Jumat, 08 Mei 2009

2nd - - Life is an ongoing dialogue ^^

 



 


Dear, all =)

Sebelumnya, with all due respect, saya amat sangat berterima kasih atas respon, dukungan, semangat, dan juga overview pengalaman dari kakak sekalian di milis yang mau berbagi waktu di tengah padat kesibukan untuk membaca, bahkan memberi tanggapan. Plus yang japri pula ke personal email saya, sampe bertukar alamat keanggotaan fesbukiyah alias facebook, hehehe.. Jujur, saya terharu, senang, terlebih: tidak merasa sendiri di tengah pusaran ini. Saya merasa dihargai dan didengar. Apalagi setelah terkekeh-kekeh sendiri menyimak arah perbincangan sampe ke `ngambek'-nya salah seorang anggota milis yang pengen unsub, hohoho [Mba , jangan unsub ya, kita kan belum kenalan lebih dekat.. kan tak kenal maka tak sayang, hehe…].

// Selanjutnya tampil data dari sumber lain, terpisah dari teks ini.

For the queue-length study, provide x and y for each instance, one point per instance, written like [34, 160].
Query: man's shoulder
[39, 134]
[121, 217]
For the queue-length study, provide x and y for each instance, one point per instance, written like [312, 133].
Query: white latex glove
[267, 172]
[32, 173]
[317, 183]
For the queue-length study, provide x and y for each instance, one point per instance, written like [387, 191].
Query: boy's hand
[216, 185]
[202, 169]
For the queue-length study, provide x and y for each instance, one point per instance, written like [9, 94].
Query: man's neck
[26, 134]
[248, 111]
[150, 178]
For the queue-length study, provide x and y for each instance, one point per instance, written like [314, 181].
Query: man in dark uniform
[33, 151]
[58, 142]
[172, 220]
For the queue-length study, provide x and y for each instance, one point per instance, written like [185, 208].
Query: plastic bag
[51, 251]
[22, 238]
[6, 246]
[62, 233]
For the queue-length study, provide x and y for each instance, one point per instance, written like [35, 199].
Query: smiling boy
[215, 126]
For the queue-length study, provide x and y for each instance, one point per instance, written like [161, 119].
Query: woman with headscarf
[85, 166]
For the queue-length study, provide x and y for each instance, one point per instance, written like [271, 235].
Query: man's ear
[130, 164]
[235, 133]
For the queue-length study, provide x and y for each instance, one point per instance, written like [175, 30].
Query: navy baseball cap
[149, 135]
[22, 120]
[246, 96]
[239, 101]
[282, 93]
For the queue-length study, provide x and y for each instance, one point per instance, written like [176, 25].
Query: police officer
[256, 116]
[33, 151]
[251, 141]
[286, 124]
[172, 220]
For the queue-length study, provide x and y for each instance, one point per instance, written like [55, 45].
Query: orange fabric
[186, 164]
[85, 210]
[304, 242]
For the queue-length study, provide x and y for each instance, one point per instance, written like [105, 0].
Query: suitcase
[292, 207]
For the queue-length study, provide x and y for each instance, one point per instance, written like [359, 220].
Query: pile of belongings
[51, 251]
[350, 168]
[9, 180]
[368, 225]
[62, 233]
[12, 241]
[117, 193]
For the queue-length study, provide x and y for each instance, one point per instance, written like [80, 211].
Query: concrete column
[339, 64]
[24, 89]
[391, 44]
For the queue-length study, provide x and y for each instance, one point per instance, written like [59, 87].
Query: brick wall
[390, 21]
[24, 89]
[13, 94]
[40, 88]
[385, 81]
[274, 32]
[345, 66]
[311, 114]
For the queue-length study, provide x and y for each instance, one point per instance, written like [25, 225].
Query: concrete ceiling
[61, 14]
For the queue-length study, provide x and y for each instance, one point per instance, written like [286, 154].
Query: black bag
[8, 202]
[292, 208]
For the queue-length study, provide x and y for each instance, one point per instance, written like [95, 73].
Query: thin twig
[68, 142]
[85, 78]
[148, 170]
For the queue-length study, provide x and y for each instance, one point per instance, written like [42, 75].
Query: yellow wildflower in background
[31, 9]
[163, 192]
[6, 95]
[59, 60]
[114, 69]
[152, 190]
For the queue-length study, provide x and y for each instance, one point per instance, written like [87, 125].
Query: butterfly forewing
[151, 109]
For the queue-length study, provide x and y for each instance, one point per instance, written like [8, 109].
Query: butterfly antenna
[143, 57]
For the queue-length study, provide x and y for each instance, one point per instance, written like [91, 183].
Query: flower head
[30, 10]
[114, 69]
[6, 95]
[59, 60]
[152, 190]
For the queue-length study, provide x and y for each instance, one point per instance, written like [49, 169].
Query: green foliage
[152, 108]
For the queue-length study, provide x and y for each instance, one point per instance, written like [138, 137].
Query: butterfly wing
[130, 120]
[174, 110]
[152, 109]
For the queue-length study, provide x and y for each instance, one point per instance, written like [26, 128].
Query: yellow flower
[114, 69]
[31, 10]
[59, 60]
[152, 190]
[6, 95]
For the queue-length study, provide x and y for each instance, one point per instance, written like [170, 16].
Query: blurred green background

Di hari pertama saya membaca dan menyortir semua tanggapan juga tepat di hari yang sama saya mengikuti kegiatan Kamisan yang kerap diadakan KontraS setiap hari Kamis di depan Istana Presiden. Boleh yah saya cerita sedikit.. kebetulan pathway career saya nampaknya [hampir] membawa saya [sudah kali kedua] bekerja di NGO. Kali ini, salah satu NGO, dimana gender issues adalah core business mereka. Terlebih, saya ditawari pekerjaan ini dan mereka demikian welcome dengan keadaan saya. Kantor tempat saya ini juga sering mengadakan event/ program dengan KontraS, Komnas Perempuan, IKOHI, dan organisasi/ LSM nasional/ Intl lainnya yang justru semakin membuat saya merasa "hidup". Nah di acara Kamisan itu [acara ini terinspirasi dari ibu-ibu Las Madres Plaza de mayo di Argentina, yang kehilangan anak-anak/ suami/ kerabat mereka karena kekejaman militer di pertengahan tahun 1970an, yah kurang lebih sama seperti tragedi 1965 di sini] setiap `anggota' baru yang ikut aksi solidaritas tersebut diminta untuk berkesan-pesan. Di sore tanpa persiapan yang jauh dari intelek, saya tiba-tiba diminta untuk memberikan kesan pertama kali mengikuti Kamisan itu. Voila, what a perfect afternoon! Saat itu saya speechless, tergagap-gagap, dan satu lagi: "memalukan", hahahaha.. tapi dengan riuh rendah tepuk tangan dari peserta lain [yang kebanyakan adalah perempuan, dan para ibu –- ibu yang kehilangan anaknya ketika Peristiwa Semanggi, Ibu yang anaknya `dihilangkan' karena kepentingan politis negara yang tidak kalah `adikuasa' dibandingkan Amerika, Ibu yang mengalami kekerasan dan pelecehan seksual, dan sebagainya] yang menyemangati saya "Ayo, maju mba . Semangat mba ..", saya jadi merasa malu sendiri. Malu karena di usia yang masih sangat muda hampir pernah berniat mengalah dan kalah, bahkan `menyerahkan' semua urusan pekerjaan rumah ini pada Tuhan -- Tuhan yang memang tidak pernah tidur dan selalu online, meskipun statusnya: invisible =) – [hampir]  mengamini bahwa sebaiknya tidak perlu dicari-cari lagi si bangsat Wartabone itu, serahkan semua pada Tuhan. Tapi saya kembali berpikir ulang, apakah dengan `menyerahkan' semua urusan pada Tuhan [dalam hal pencarian si bangsat-bangke itu] semua akan baik-baik saja dan saya merasa cukup memperoleh `keadilan'? Hampir pasti jawabannya TIDAK.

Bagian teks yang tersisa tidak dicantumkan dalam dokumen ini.